More broadly, the judgment signals a jurisprudential shift: from abstract rights declarations to structured, reasoned adjudication that holds the State to account. In a time when democratic backsliding and institutional erosion are global concerns, the decision offers a model of how constitutional courts can serve as bulwarks of public reason and guardians of deliberative democracy.
The veil has been struck. What remains is for Parliament, civil society, and the citizenry to build a political finance regime worthy of the democratic aspirations of the Constitution—a regime that affirms that democracy is not for sale, that public trust cannot be mortgaged to private interest, and that the Constitution remains a living charter of equality and accountability.
[1] Association for Democratic Reforms v. Union of India, (2024) 5 SCC 1
[2] People’s Union for Civil Liberties v. Union of India, (2003) 4 SCC 399.
[3] Union of India v. Association for Democratic Reforms, (2002) 5 SCC 294.
[4]India Const. art. 19, cl. 1(a).
[5] The Hindu, Supreme Court declares electoral bonds scheme unconstitutional, https://www.thehindu.com/news/national/electoral-bonds-scheme-unconstitutional-sbi-should-reveal-the-details-of-donors-rules-sc/article67848211.ece (last visited July. 25, 2025)
[6]K.S. Puttaswamy v. Union of India, (2017) 10 SCC 1.
[7] Supreme Court Observer, Constitutionality of the Electoral Bonds Scheme, https://www.scobserver.in/cases/association-for-democratic-reforms-electoral-bonds-case-background/ (last visited July. 25, 2025)
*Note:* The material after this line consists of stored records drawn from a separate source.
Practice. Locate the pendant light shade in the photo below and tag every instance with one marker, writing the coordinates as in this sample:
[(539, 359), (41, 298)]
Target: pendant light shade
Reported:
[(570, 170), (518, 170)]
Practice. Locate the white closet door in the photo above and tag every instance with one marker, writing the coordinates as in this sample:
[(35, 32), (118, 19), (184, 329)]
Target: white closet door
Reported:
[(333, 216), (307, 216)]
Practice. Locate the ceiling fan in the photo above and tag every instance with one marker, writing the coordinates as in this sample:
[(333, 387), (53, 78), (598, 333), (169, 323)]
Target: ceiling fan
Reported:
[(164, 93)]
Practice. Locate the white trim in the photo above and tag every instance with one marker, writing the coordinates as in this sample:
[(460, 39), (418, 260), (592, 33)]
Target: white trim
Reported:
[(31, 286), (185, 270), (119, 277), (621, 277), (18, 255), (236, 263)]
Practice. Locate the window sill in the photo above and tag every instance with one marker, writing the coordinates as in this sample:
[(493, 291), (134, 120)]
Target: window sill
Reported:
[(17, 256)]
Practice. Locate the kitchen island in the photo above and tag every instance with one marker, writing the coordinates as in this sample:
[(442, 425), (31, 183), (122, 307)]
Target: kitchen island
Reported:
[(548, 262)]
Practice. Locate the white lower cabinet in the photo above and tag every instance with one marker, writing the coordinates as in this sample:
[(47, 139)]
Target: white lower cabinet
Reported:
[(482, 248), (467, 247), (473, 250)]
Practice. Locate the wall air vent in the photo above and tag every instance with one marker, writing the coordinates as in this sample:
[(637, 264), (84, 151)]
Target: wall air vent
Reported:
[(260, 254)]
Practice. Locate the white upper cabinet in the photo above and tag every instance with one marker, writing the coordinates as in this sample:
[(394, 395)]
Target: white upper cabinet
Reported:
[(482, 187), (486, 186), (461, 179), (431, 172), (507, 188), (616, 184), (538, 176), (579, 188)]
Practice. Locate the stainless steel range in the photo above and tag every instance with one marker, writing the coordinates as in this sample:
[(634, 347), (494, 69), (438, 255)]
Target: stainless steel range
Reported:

[8] SCC Online, Analysis and Anatomy of Electoral Bond Judgement, https://www.scconline.com/blog/post/2024/02/20/analysis-and-anatomy-of-electoral-bond-judgment/ (last visited July. 25, 2025)
[9]Citizens United v. Federal Election Commission, 558 U.S. 310 (2010).
[10]Venice Commission, “Guidelines on Political Party Regulation,” Council of Europe (2010).
[11] The Representation of the People Act, No. 43 of 1951, India Code (1951).
[12] The Companies Act, No. 18 of 2013, India Code (2013)
[13] The Income-tax Act, No. 43 of 1961, India Code (1961).
[14] Rojer Mathew v. South Indian Bank, AIRONLINE 2019 SC 1514
[15]Tarunabh Khaitan, “Democracy, Equality and the Electoral Bonds Judgement,” Indian Constitutional Law Review (2024).